15. Mai 2019 13:00 Uhr

Klarheit in der Nachhaltigkeitsfrage

Rolf Häßler - Geschäftsführer
NKI Institut für nachhaltige Kapitalanlagen

Der Weltgipfel von Rio de Janeiro im Jahr 1992 war auch im Rückblick von fast 27 Jahren ein wegweisendes Treffen der Weltgemeinschaft. Dort wurden nicht nur die Grundlagen für den internationalen Klima- und Artenschutz gelegt, auch die in vielen deutschen Kommunen nach wie vor aktive Agenda 21-Bewegung hat ihre Wurzeln in den Beschlüssen von Rio. Die einzelnen beschlossenen Maßnahmen wurden in die Entscheidung eingebettet, die Nachhaltigkeit zum Leitbild für die globale Entwicklung zu machen.  

Eines sind die Staatschefs und ihre Sherpas in Rio allerdings schuldig geblieben - die Klärung der Frage, was Nachhaltigkeit konkret bedeutet. Dies will die EU-Kommission jetzt im Rahmen ihres Aktionsplans „Finanzierung nachhaltigen Wachstums“ ändern. Als eine von insgesamt zehn Maßnahmen will sie im Rahmen einer einheitlichen Taxonomie verbindlich festlegen, was eine nachhaltige Tätigkeit ist. Dieses Klassifizierungssystem soll das Fundament für weitere Maßnahmen der EU-Kommission bilden, etwa die Einführung von Labeln für nachhaltige Anlageprodukte und die verpflichtende Integration von Fragen zur nachhaltigen Kapitalanlage in die Beratungsgespräche.

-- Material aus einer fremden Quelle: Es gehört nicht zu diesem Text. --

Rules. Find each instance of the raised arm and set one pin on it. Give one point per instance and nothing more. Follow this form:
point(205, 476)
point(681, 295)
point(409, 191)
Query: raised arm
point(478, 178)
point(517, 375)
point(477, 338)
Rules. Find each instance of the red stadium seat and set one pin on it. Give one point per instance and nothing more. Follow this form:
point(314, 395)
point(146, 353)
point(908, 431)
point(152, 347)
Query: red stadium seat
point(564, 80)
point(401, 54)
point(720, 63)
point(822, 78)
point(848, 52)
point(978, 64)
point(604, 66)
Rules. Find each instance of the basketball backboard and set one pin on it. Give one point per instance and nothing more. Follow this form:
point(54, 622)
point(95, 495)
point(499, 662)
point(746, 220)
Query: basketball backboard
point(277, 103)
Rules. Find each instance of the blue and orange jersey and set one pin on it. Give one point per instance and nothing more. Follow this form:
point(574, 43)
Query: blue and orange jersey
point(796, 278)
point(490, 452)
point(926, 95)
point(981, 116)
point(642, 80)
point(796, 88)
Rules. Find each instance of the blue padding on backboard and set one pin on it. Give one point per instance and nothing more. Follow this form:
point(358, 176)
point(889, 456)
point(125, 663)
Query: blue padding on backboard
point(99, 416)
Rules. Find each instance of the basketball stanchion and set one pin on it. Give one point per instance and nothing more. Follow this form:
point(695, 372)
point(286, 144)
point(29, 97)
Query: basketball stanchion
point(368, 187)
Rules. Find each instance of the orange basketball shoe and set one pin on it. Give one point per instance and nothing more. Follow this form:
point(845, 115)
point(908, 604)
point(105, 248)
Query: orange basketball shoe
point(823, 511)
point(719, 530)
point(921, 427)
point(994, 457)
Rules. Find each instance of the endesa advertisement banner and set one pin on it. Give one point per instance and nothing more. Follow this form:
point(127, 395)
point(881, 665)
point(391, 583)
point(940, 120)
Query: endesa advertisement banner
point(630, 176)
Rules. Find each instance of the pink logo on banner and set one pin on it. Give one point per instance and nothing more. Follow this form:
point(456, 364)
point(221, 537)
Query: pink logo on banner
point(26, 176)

In einem ersten Schritt hat die von der EU-Kommission zu diesem Zweck gebildete Expertengruppe dabei Klima- und Umweltaspekte ins Visier genommen und einen ersten Katalog von nachhaltigen Tätigkeiten zur Diskussion gestellt. Grundsätzlich ist danach eine Tätigkeit nachhaltig, wenn sie unter anderem einen positiven Beitrag zu mindestens einem von insgesamt sechs Umweltzielen, etwa zum Klimaschutz oder dem Schutz gesunder Ökosysteme, leistet und keines der sechs Ziele negativ beeinträchtigt. Unter diesen Rahmenbedingungen beleuchtet der Katalog unter anderem die Energieerzeugung, die Land- und Forstwirtschaft und den Verkehrsbereich.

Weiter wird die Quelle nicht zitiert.